As the healthcare industry prepares for a major shift to electronic health records (EHRs) over the next several years, a new bi-annual report provides data that shows that providers are still having difficulty adequately securing patient data in a rapidly changing landscape.

The 2010 HIMSS Analytics Report: Security of Patient Data indicates that healthcare organizations are actively taking steps to ensure that patient data is secure. However, these efforts appear to be more reactive than proactive, as hospitals dedicate more resources toward breach response vs. breach prevention through risk management activities.

“The results of the latest study are bittersweet to say the least,” said Brian Lapidus, chief operating officer for Kroll Fraud Solutions. “On one hand, healthcare organizations are demonstrating increased awareness of the state of patient data security as a result of heightened regulatory activity and increased compliance. On the other, organizations are so afraid of being labeled “noncompliant’ that they overlook the bigger elephant in the room, the still-present risk and escalating costs associated with a data breach.
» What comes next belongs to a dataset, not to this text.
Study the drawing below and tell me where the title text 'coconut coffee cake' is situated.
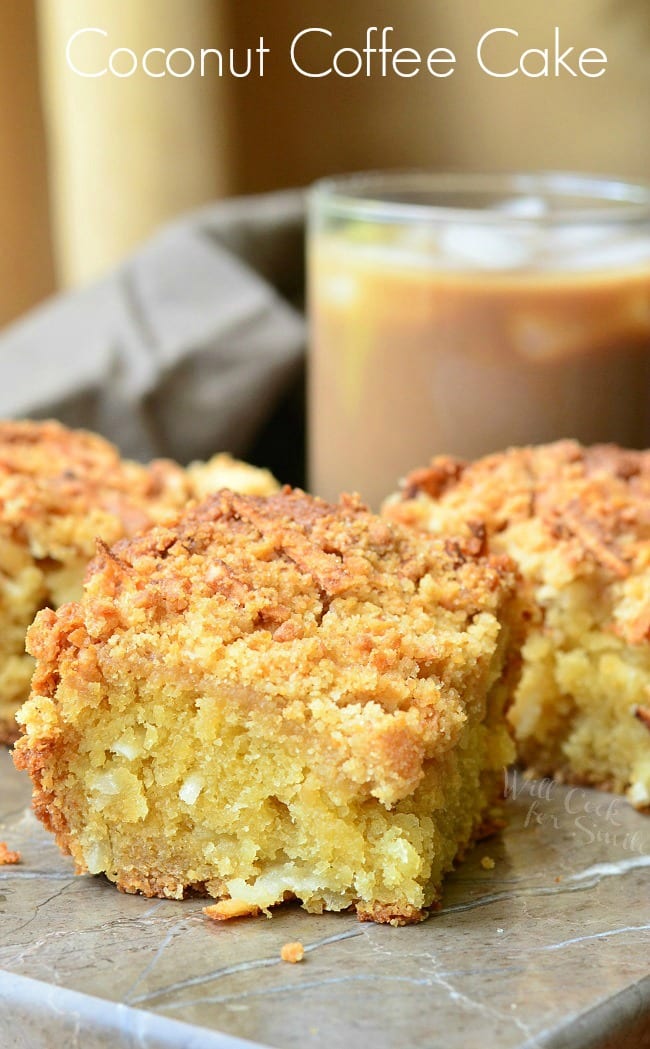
[15,489,518,924]
[384,441,650,808]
We need to shift the industry focus from a “check the box’ mentality around compliance to a more comprehensive, sustained look at data security.”
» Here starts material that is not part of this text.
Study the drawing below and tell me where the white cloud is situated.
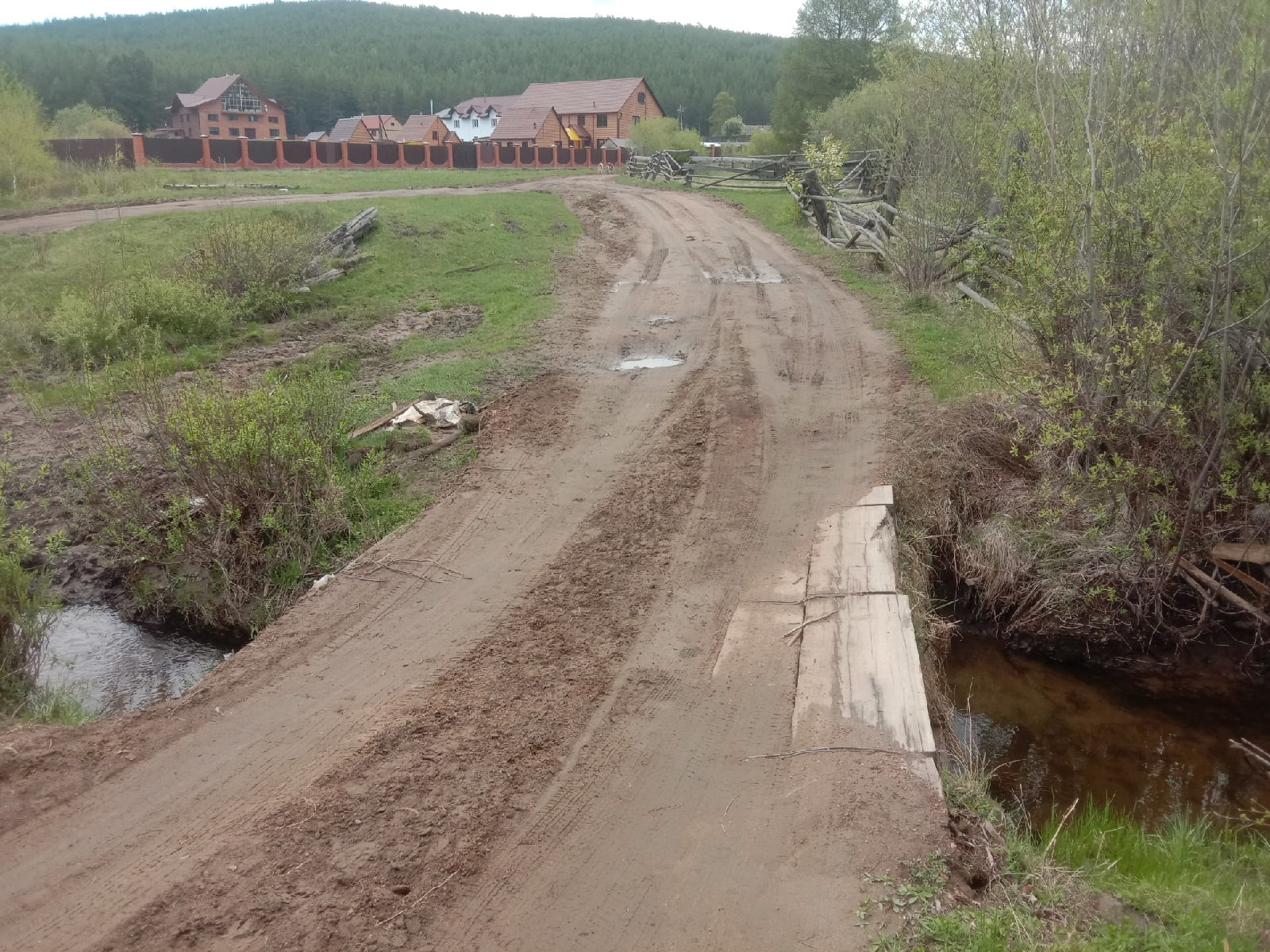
[7,0,802,36]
Key report findings include:

  • Despite new regulatory activity, including the implementation of Red Flags Rule and HITECH Act, and increased compliance among healthcare providers, the reporting of healthcare breaches is on the rise.
  • Healthcare organizations continue to underestimate the high costs of a data breach, despite the fact that penalties for HITECH violations can reach as high as $1.5 million dollars.
  • Healthcare organizations continue to think of data security in specific silos (IT, employees, etc.) and not as an organization-wide responsibility, which creates unwanted gaps in policies and procedures.
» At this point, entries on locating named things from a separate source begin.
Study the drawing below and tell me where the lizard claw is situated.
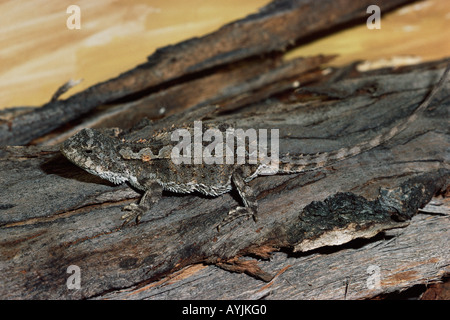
[121,203,147,227]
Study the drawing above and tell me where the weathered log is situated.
[0,61,450,299]
[0,0,413,145]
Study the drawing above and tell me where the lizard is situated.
[60,66,450,230]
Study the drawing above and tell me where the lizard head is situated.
[60,128,129,184]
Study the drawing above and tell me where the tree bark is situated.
[0,61,450,299]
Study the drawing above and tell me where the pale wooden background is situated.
[0,0,450,109]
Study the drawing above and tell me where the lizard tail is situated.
[278,65,450,173]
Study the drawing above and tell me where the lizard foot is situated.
[122,203,148,227]
[217,207,258,231]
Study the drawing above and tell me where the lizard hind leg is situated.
[217,170,258,231]
[122,183,163,227]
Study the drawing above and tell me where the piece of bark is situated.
[96,198,450,300]
[0,62,450,299]
[38,56,333,144]
[0,0,413,145]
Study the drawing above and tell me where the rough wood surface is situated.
[0,61,450,299]
[0,0,413,145]
[96,198,450,300]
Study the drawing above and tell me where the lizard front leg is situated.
[122,182,163,227]
[217,169,258,230]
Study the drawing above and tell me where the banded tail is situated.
[278,65,450,173]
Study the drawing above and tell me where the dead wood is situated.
[0,0,413,145]
[0,61,450,299]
Survey Methodology: A total of 250 healthcare industry professionals participated in this research conducted in December 2009. They included Health Information Management (HIM) managers (45 percent), senior information technology (IT) executives (25 percent), compliance and privacy officers (25 percent), chief security officers (4 percent) and others associated with information management (1 percent). Most respondents were from small to mid-sized healthcare facilities.